The officer who was charged on Wednesday, Brett Hankison, had been fired from the police force in June for his actions the night Taylor was killed. The acting chief of police wrote that Hankison displayed “an extreme indifference to the value of human life” when he “wantonly and blindly” fired 10 shots into Taylor’s apartment on 13 March. He was booked in jail on Wednesday but released on bail about half an hour later.

Demonstrators react to the grand jury verdict in the Breonna Taylor killing on 23 September.
Demonstrators react to the grand jury verdict in the Breonna Taylor killing on 23 September. Photograph: Brandon Bell/Getty Images

Last week, the city of Louisville paid $12m to Taylor’s estate to settle a lawsuit and announced a number of additional reforms that would come to the police department. Hankison’s firing, the settlement and the promised reforms were all heralded as victories and promising signs by protesters in this segregated city. But what happened on Wednesday felt like a step back to many, as though change wasn’t possible.

“I don’t think I’ll live to see it. I have grandchildren and I’m skeptical to say they will witness it,” said Solderick Ware, a 46-year-old Black steel worker, when asked whether he thought Black residents of Louisville and the United States could have more equality and equity.

Ware was sitting outside at a taco restaurant with some friends in the Highlands, an affluent neighborhood where protesters had marched following the announcement, leaving the barricaded streets and boarded-up windows of the city center behind.

In the Highlands, protesters yelled, “How do you spell racist? L-M-P-D,” – a reference to the Louisville Metro police department. One woman shouted, “Are you a parent?” at police vehicles that drove by.

Police in riot gear confronted protesters at one intersection, standing in phalanx with batons beneath a bucolic mural of a local park. Clashing with protesters at one point, officers could be observed firing pepper balls, which dispense a chemical irritant. A number of protesters were taken into police custody.

Solderick Ware, right, and Shawn Anderson, left, sit at a restaurant in the Highland neighborhood in Louisville, Kentucky.
Solderick Ware, right, and Shawn Anderson, left, sit at a restaurant in the Highland neighborhood in Louisville, Kentucky. Photograph: Josh Wood/The Guardian

After the situation in the Highlands calmed, Shawn Anderson, 45, was sitting with Ware and wearing a shirt that showed Taylor alongside George Floyd and Ahmaud Arbery – a trio of Black Americans whose deaths have driven racial justice protests across the nation. Anderson’s mask was covered in photos of Taylor, including one of her in an EMT uniform.

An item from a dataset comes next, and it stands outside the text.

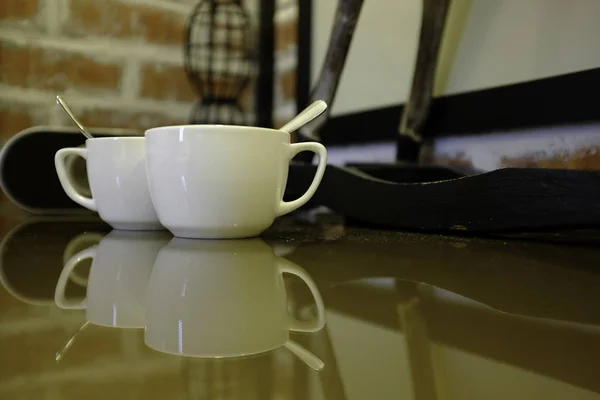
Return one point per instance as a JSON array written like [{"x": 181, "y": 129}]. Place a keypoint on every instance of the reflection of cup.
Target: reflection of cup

That the Kentucky attorney general, Daniel Cameron, a Black man, could not file more charges in the death of a Black woman killed by police was “sickening”, he said. “It makes no sense.”

“One day he’s going to have to answer for all the blood on his hands because he knows in his heart that it’s unjust and it’s wrong,” he said. “God has the last say. So we can protest. We mad. We upset. But his day is gonna come, just like all of us, our day is gonna come. And that’s when he gonna meet his justice.”

Deziree Edwards, 21, was driving on the highway towards the protest square on Wednesday afternoon when she learned of the decision while watching a livestream.

She said it was disappointing, but somewhat expected.

“I definitely believe that change is due because this is not the system that I deserve to live in,” she said. “This is not the system that we deserve to live in. This city is hostile.”